Much of the enthusiasm for raising the minimum wage comes from a misunderstanding of who receives it.  An interesting fact from the CBO report is that less than third of the income boost from a wage increase would go to families in poverty.  That’s because minimum wage employees are frequently young people who live in middle-class homes.  Also, increased minimum wages have a ripple effect through the lower end of the income spectrum, very little of which does any good for the working poor.  Meanwhile, the folks who have been frozen out of the job market find it more difficult than ever to re-enter.  Wasn’t Barack Obama saying something about forcing employers to give preferential consideration to the long-term unemployed during his last State of the Union address?  Well, you can kiss that idea goodbye if the minimum wage is dramatically increased.  The pool of “employables” – people who are demonstrably worth higher wages paid for increasingly scarce jobs – will grow ever smaller.

What the poor most need is an environment in which it makes sense to employ them… and, yes, incentives for them to seek employment.  We made huge progress during the Democrats’ embarrassing “job lock” spin campaign to deal with the CBO projections for ObamaCare job loss, because – without really understanding what they were saying – those frantic Democrats officially admitted that unemployment is partially a result of people choosing not to work.
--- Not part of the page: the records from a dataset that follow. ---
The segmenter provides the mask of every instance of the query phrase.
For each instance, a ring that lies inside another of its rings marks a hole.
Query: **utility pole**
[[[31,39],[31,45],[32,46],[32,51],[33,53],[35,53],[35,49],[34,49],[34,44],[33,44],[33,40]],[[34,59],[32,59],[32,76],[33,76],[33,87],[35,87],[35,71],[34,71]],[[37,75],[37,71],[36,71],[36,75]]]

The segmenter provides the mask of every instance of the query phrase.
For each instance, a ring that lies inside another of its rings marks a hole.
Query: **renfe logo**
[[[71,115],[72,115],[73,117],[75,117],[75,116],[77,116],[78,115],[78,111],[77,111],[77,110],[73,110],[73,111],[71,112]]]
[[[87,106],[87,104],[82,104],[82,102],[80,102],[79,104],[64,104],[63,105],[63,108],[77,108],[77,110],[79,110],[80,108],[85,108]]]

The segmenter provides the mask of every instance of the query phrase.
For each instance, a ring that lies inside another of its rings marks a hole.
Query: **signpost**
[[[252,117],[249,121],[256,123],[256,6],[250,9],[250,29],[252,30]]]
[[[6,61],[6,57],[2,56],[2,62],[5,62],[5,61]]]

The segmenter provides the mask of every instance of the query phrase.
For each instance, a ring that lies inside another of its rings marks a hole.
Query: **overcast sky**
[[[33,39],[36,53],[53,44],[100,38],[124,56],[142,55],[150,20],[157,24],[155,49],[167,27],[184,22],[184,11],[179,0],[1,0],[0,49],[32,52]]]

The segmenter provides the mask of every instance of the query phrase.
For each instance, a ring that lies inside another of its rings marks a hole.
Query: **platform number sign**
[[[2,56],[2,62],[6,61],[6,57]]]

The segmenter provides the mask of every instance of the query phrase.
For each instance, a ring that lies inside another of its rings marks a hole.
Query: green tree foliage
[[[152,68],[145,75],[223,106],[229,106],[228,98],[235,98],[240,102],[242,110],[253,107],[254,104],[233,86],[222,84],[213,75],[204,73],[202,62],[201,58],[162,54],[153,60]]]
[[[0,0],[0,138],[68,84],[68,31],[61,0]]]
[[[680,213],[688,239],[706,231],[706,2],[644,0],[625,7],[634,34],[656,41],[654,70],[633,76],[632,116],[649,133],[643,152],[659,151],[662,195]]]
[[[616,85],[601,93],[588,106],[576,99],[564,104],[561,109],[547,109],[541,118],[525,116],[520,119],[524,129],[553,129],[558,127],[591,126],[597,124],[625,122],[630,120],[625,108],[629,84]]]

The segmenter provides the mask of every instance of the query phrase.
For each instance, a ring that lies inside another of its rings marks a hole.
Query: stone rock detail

Instead, we move further into a grim future in which fewer people work, which means more people consume government benefits (and reliably vote to increase them) while a smaller pool of taxpayers carries the freight.  And it’s not just a matter of the tax burden – there is overall productivity to be considered.  A smaller workforce with mandated higher wages isn’t going to produce a commensurate increase in total work value.  More money will be flowing, but less wealth will be created.

The trade-off of jobs for mandated income might be more readily considered if demand for labor was extremely high, and we had nearly full employment; there would be less job loss due to the higher minimum wage, and our economy would be better able to absorb it.  But we’re really not in a position to see off another 500,000 or 1,000,000 people into the shadowy abyss beyond the workforce, where a substantial grey market has been forming.  What we’ll end up with is more labor performed off the books, which means no tax revenue.  Combine that with the growing tax burden on the people who do work, and the Left’s crusade to push as many low-income workers as possible off the tax rolls, and you’ve got a formula for rapid systemic collapse.  I can assure you that opportunity will not be easily found in those days, and nobody will remember Democrat politicians of 2014 stammering nonsense about how raising the price of something inspires businesses to buy more of it.